Il calcio, a volte, non riesce a restare dentro le linee bianche del campo. Succede quando lo sport incontra la storia, la politica, la paura
È quello che è accaduto in Australia, dove l’autobus della Nazionale femminile iraniana è stato circondato da un gruppo di manifestanti che urlavano una richiesta semplice e potente: “Salvate le nostre ragazze”. La scena, ripresa in video e diventata virale sui social, mostra persone correre accanto al pullman della squadra mentre l’atmosfera si carica di tensione e solidarietà allo stesso tempo. Non è una protesta contro le calciatrici, ma per loro. Un appello pubblico affinché non vengano lasciate sole.

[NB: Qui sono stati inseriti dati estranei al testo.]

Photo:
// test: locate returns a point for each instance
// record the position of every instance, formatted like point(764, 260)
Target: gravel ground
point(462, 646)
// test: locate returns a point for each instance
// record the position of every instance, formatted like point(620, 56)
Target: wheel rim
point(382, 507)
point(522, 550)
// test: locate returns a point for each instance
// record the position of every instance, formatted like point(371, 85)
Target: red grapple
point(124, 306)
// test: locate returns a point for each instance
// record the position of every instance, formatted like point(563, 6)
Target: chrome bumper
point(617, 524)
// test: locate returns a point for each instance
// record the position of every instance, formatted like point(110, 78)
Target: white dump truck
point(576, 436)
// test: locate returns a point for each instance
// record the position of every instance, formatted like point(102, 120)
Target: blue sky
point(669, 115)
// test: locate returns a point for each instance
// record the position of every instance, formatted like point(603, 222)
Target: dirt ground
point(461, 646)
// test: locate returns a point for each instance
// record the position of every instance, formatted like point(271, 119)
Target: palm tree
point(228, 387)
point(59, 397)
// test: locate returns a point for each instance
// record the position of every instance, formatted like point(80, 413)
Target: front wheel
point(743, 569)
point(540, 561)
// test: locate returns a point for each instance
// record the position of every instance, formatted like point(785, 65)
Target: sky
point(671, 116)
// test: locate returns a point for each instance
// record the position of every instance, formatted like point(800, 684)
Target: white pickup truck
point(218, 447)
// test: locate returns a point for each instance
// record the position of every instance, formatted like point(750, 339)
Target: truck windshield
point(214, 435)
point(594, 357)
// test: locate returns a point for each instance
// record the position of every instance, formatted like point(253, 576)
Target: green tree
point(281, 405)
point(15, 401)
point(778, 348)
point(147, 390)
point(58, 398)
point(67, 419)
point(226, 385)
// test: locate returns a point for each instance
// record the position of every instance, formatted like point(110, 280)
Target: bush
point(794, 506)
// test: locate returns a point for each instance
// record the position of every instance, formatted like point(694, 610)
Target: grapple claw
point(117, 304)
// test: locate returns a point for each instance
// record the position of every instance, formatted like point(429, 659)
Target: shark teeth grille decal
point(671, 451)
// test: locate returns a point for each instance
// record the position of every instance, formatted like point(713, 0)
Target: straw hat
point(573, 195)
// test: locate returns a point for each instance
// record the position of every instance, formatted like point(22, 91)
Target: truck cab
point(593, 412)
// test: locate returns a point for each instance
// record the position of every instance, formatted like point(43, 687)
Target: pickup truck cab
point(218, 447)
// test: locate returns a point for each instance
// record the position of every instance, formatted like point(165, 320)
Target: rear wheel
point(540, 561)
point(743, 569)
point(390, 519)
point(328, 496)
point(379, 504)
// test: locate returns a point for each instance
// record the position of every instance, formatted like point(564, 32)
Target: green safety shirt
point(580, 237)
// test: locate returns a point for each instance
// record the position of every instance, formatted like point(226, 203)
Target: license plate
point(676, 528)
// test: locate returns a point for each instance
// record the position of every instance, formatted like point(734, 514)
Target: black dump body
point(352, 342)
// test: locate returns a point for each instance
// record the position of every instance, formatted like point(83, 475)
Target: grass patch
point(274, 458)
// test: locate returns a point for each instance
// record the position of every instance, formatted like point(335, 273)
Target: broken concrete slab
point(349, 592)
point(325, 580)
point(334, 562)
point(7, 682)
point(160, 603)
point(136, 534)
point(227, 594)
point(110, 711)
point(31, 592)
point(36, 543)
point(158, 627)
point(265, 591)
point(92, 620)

Le calciatrici iraniane non cantano l’inno
La vicenda nasce durante la Coppa d’Asia femminile. Prima della partita d’esordio contro la Corea del Sud, le giocatrici iraniane non avevano cantato l’inno nazionale. Un gesto interpretato da molti osservatori come una forma di dissenso verso il regime di Teheran. Da quel momento la squadra si è trovata sotto i riflettori non solo sportivi. In Iran alcune voci dei media di Stato hanno accusato le calciatrici di tradimento, mentre organizzazioni per i diritti umani hanno espresso timori per eventuali ritorsioni al loro rientro in patria. Nelle partite successive del torneo, contro Australia e Filippine, le atlete hanno invece cantato regolarmente l’inno. La squadra è stata eliminata, ma il risultato sportivo è passato in secondo piano rispetto alla storia che si è sviluppata attorno a loro. Per questo le voci fuori dal bus gridavano per loro. Parole che raccontano come, a volte, il calcio femminile diventi qualcosa di più di una competizione: uno spazio fragile dove libertà, identità e sport finiscono per intrecciarsi. E dove anche il viaggio di ritorno negli spogliatoi può trasformarsi in una storia che fa il giro del mondo.